Everyone wants everything filed accurately minimising the risk of a Revenue enquiry into their tax affairs. However, people also want to reduce their tax bill. They only want to pay what they need to and not a cent more. 
 
Here are 10 simple steps you can take to reduce your tax bill:
 
 

1. Pay money into a pension

Pensions are a very tax-efficient way of saving.

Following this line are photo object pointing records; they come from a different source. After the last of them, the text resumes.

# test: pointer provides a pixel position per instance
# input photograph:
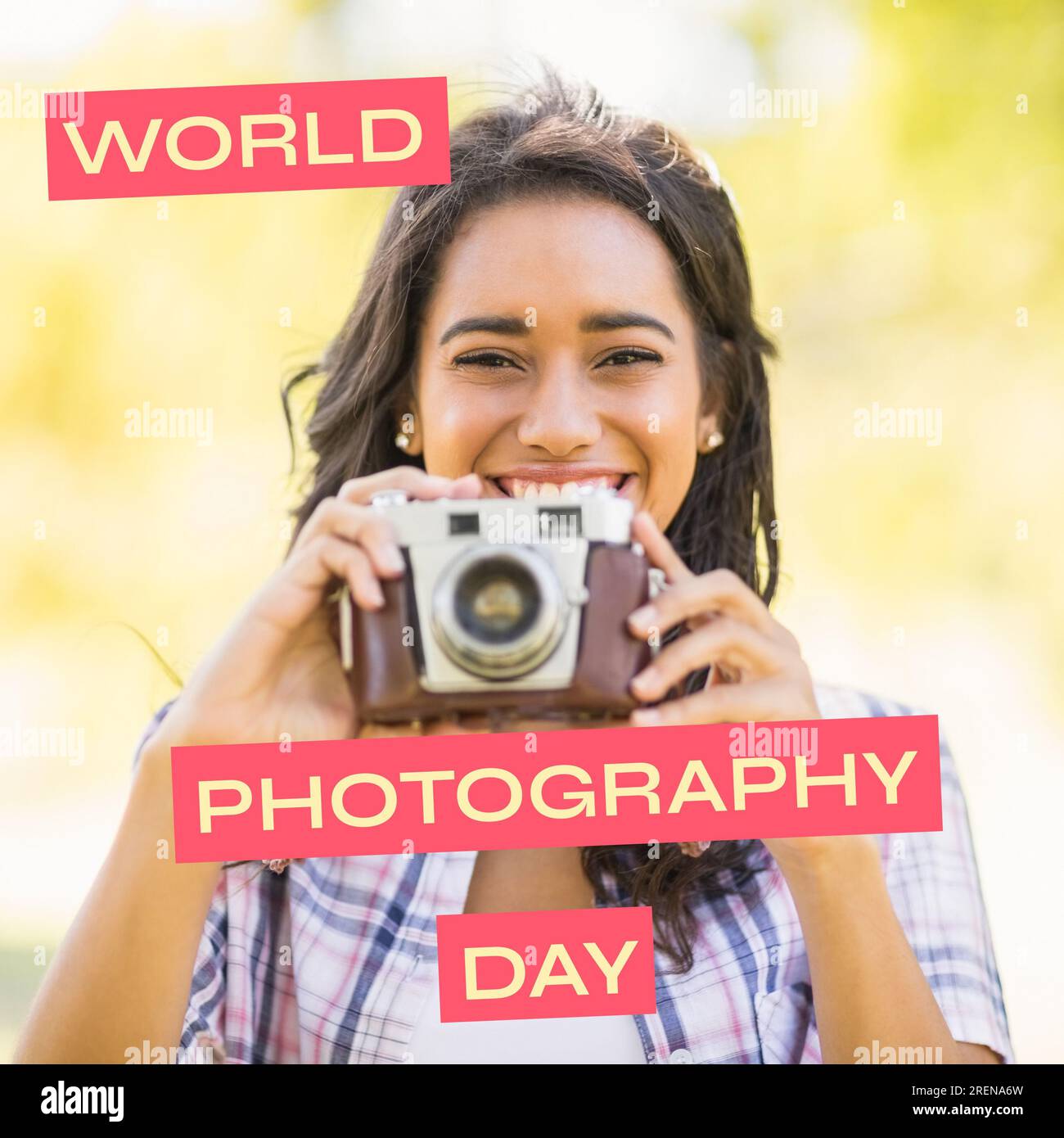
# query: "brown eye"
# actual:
(625, 358)
(484, 359)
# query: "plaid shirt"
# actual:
(331, 960)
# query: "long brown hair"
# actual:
(557, 138)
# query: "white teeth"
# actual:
(524, 489)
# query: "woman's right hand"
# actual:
(277, 671)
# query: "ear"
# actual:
(407, 427)
(708, 431)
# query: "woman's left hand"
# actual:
(757, 671)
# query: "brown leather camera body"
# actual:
(386, 674)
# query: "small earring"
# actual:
(713, 440)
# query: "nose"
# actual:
(561, 416)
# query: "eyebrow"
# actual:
(597, 323)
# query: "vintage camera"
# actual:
(507, 604)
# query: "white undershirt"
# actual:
(580, 1039)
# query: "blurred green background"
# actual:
(906, 245)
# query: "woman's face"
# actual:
(557, 349)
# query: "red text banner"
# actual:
(544, 965)
(171, 142)
(601, 787)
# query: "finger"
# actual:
(658, 548)
(361, 525)
(723, 641)
(719, 592)
(413, 481)
(327, 558)
(757, 701)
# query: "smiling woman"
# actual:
(574, 306)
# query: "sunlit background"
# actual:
(906, 239)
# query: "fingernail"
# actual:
(393, 559)
(647, 680)
(643, 616)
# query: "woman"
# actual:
(574, 306)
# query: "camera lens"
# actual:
(498, 613)
(496, 600)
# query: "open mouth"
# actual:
(547, 489)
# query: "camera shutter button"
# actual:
(384, 499)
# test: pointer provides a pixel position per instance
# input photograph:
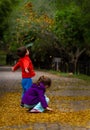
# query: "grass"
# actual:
(13, 115)
(79, 76)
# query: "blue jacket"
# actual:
(34, 95)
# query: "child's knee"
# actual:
(47, 99)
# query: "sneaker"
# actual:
(34, 111)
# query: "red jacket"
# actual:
(23, 63)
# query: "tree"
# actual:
(70, 29)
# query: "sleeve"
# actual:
(16, 66)
(26, 63)
(42, 98)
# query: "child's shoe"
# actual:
(34, 111)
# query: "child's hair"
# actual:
(21, 51)
(45, 80)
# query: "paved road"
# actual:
(11, 81)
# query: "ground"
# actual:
(69, 98)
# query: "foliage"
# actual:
(70, 29)
(6, 7)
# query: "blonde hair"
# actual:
(45, 80)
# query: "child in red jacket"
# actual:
(27, 69)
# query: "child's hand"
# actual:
(49, 109)
(26, 70)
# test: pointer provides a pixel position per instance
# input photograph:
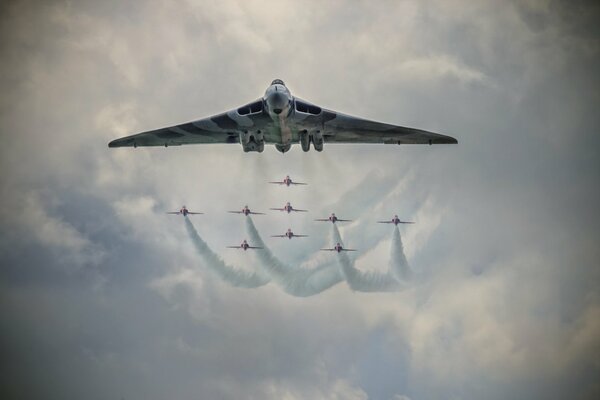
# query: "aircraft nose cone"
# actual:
(277, 101)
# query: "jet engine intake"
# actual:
(283, 147)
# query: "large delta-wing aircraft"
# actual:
(281, 119)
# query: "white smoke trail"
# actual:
(360, 281)
(300, 282)
(232, 275)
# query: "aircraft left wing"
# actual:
(221, 128)
(342, 128)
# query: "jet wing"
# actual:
(221, 128)
(341, 128)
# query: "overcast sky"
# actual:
(103, 296)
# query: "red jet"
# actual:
(244, 246)
(287, 181)
(183, 211)
(338, 247)
(289, 234)
(332, 218)
(395, 221)
(288, 207)
(246, 211)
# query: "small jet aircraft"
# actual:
(246, 211)
(332, 218)
(244, 246)
(288, 208)
(281, 119)
(287, 181)
(338, 247)
(183, 211)
(395, 221)
(289, 234)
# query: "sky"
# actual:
(102, 295)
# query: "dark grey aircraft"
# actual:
(338, 247)
(281, 119)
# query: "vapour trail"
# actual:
(398, 263)
(300, 282)
(372, 281)
(234, 276)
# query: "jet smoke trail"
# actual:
(372, 281)
(232, 275)
(300, 282)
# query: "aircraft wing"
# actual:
(342, 128)
(221, 128)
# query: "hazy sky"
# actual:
(102, 296)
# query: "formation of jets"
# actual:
(281, 119)
(287, 181)
(289, 233)
(332, 218)
(338, 247)
(246, 211)
(288, 208)
(183, 211)
(244, 246)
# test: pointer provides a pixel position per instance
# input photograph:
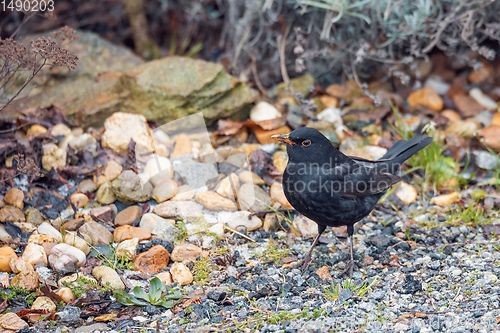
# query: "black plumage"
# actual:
(333, 189)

The government provides generous tax relief at your highest tax rate to encourage people to pay into their pension. 
 
Your age and your earnings for the year will determine the maximum amount that you can pay into a pension which will attract this tax relief.
 
If you pay tax at the higher rate of 40% then for every €1,000 you pay into a pension plan you could potentially reduce your tax bill by €400.
 
Another big advantage is that when filing a Form 11 (and you pay and file on ROS), the payment deadline in respect of a pension contribution is extended in line with the income tax pay and file extension date.
 
 

2. Claim relief for your employer paying medical insurance on your behalf

If you pay medical insurance directly to a provider, then you do not need to claim the tax relief from Revenue as the relief is given as a discount on the cost of the policy.
 
However, if your employer pays medical insurance for you or your family on your behalf then you may be entitled to an additional tax credit in your tax return.
 
To claim the relief you will need to provide the following information on your tax return:
 
  • the date the policy started
  • who is covered on the policy and their ages
  • a breakdown of the cost of the policy for each person
  • the amount paid by your employer

 

3. Claim the Home Carer Tax Credit

A Home Carer Tax Credit is a tax credit given to married couples or civil partners who are jointly assessed for tax, where one spouse or civil partner works in the home caring for a dependent person. 
 
A dependent person is a:
 
  • Child for whom Child Benefit is payable
  • Person aged 65 or over
  • Person with a disability who requires care
 
The Home Carer credit could potentially reduce your tax bill by a straight €1,700 for 2023. To be eligible for full relief, the home carer must not earn more than €7,200 a year (although they can earn up to €10,600 in 2023 and still get partial tax reductions), while the other partner may be better off benefiting from the higher cut-off point for the standard rate of tax, depending on their earnings.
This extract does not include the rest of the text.